Ataklan was a part of the intimate concert series in 2011 at the Trinidad Theatre Workshop. The artist performed at the Trinidad and Tobago Launch of the Mix at the Casa de Ibiza in 2010. Ataklan also performed at the Launch of the Cloth multi-purpose Caribbean Propaganda Space in 2012. Ataklan was also the headline act for opening of the Commonwealth Heads of Government People's Forum 2009.

In March 2015, Ataklan was part of the SXSW Music Film and Interactive Festival held in Austin, Texas as part of the performance for the SOL Life Official SXSW Showcase alongside EchoSlim. The performance was well received, high-energy and the artist was called back to the stage for an encore at the end of his set. An indelible mark was left during the showcase and it integrated well with the other performing American acts. In April 2015, Ataklan was part of the Tobago Jazz Experience performing as the headline act at the Jazz on the Esplinade. He also was a speaker and workshop facilitator for several Music Management and Performance workshops held as part of the EduJazz series that saw the artist working with and lecturing eager primary school children in Tobago on the ins and outs of the music business. In June 2015, Ataklan performed at the well-attended Glastonbury Festival of Music and Contemporary Arts as part of the JusNow & Bunji Garlin performance set.

===International performances===
- Caribbean Music Expo: represented Trinidad 2002
- Futuresonic British Council 2002 and small tour of pub venues in the UK with top Djs
- 2003 Haiti trip for United Nations in Eradicating Small Arms in Ghetto communities
- Contact Theatre, Manchester
- Black Pussycat – Manchester
- Opening of Dr Hutton's Art exhibition, UWI, Jamaica
- Puerto Rico
- Boat Yard, After Dark, Barbados
- Nuyorican Poet's Cafe, Manhattan, NY
- Aristocrat Manner, Warehouse, Brooklyn, NY
- Mahai Temple, Ramada Hotel, Miami
- Club Casablance, Toronto, Ontario, Canada
- SXSW, Houston, Texas
- Glastonbury Festival, Pilton, UK

==Legacy and influence==
Ataklan received an NJAC Top 20 Calypso Award in 2003 for his track "Do Away with the Violence" and placed 4th in the NJAC Young Kings Competition that same year. In 2006, he received an award from the University of the West Indies for his contributions to the Rapso artform. Ataklan was featured in the "Legacy" issue of Generation Lion, a Trinidadian magazine featuring youth culture and young local heroes.

The Soca Awards Organization (SAO) 2010 International Soca Awards (iSA) nominated the track "Smile" featuring Terri Lyons for Best Soca Collaboration of the Year.

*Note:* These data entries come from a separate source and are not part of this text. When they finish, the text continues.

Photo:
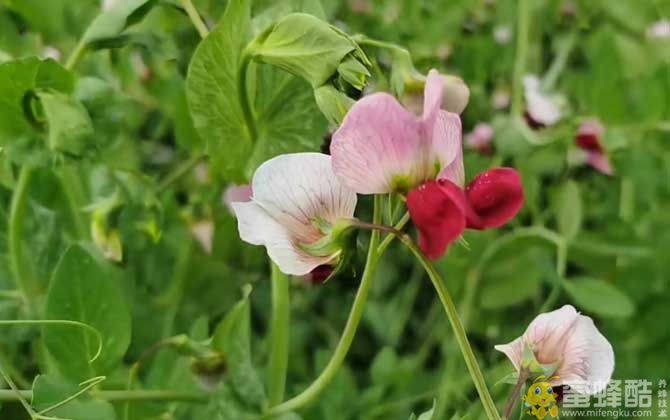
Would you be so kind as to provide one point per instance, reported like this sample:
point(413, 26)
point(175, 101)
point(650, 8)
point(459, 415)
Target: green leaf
point(106, 28)
point(285, 111)
point(428, 415)
point(310, 48)
point(599, 297)
point(49, 390)
point(232, 337)
point(212, 90)
point(16, 79)
point(70, 127)
point(87, 290)
point(567, 207)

Ataklan's videos have been credited for their innovation and creativity showcasing Caribbean essence and talent, notably the "Naked Walk", "Sun Starts to Rise", "Shadow in the Dark" and "Smile" videos. "Riddim inna Meh" – a melodious Soca song and video released for Carnival 2015 was in the top 2 of the TEMPO Cross Caribbean Countdown for 8 weeks (peak position #1).
Ataklan also wrote and performed the theme songs for the Purple Dragon International and for West Indies Cycling Team. Ataklan's soca song "Trini Party" was used as the theme song in the Malibu Sunshine Rum worldwide commercial.